Yangdup Lama, mixologist and Co-founder of Sidecar, The Brook, and Cocktails & Dreams, says that while coffee liqueur is still niche, it is definitely gaining traction. However, in India, few drink it neat; fewer still treat it as a digestif. “Its strength here is clearly as a mixer or flavour component in cocktails,” Lama explains.

RISE OF INDIAN BRANDS

For years, coffee liqueur in India was synonymous with imported labels, often sweeter and standardised. Today, a new generation of brands is experimenting with origin, roast, and flavour.

For Olson Pereira, Co-founder of Quaffine Cold Brew Liqueur, the logic was intuitive. “It was coffee which was going to be big because of our love for the drink,” he says. His approach departs from convention. Quaffine which was launched in 2022, uses less sugar, avoids flavour-masking additives, and relies on cold brew extraction to preserve the integrity of the bean. The result is a liqueur that feels more flavourful.

This emphasis on authenticity extends beyond flavour. Indian brands are increasingly foregrounding sourcing, drawing on beans from Chikkamagaluru, Kodagu, and the Western Ghats. Bandarful, for instance, positions itself as “farm-to-bottle”, with coffee being the defining ingredient. It is a language borrowed from food, but one that resonates in spirits. Rana observes that Indian liqueurs are “becoming more interesting by experimenting with origin-based beans and less sugar.” He adds, “There’s a strong shift towards supporting and working with Indian products.” Adds Lama, “From a practical standpoint, sourcing is easier, logistics are smoother and costs are significantly lower compared to imports.” But beyond that, he says, quality has really improved. “Bartenders now have a strong local alternative that can match—or even outperform—global options in certain applications. So, it’s both a creative and a commercial decision.”

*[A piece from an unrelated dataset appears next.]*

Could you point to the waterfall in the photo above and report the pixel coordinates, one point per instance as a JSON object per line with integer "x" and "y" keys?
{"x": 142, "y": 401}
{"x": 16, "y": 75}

Quaffine, which is produced in Goa, has expanded from there to multiple Indian cities including Delhi-NCR, Mumbai, Pune, Bengaluru and international markets such as Thailand and Kenya. In 2024, Diageo bought a 25% stake in Quaffine. Pereira says since then the brand has grown 2.5 times. He is bullish and expects production to double this year. “From the current 3 tonnes of coffee, we will need 6 tonnes this year.” It’s a far cry from the time when shopkeepers in Goa questioned why anyone would pay `1,650 for an Indian brand. “I didn’t understand that since you don’t pay for origin, only for quality,” smiles Periera, happy to have been proven right.

Bandarful, meanwhile, has been focussing on building a strong presence in the right markets. It has grown from a few initial regions to cities like Delhi, Gurugram, Goa, Bengaluru, Mumbai, Pune, Pondicherry, and Uttarakhand. There’s also early international movement in markets like the US, UK, West Asia, and Italy, where there is strong interest in craft, origin-led spirits. It was recently named the World’s Best Liqueur at the 2025 USA Spirits Ratings, adding to its international recognition.

While commercially, the category remains extremely small, with Pereira slotting it at less than 1% of the alco-bev market, it is likely to expand through the decade, thanks to urban consumers, rising disposable incomes, and a willingness to experiment.

Little wonder, India’s coffee liqueur story is still being written, one pour at a time!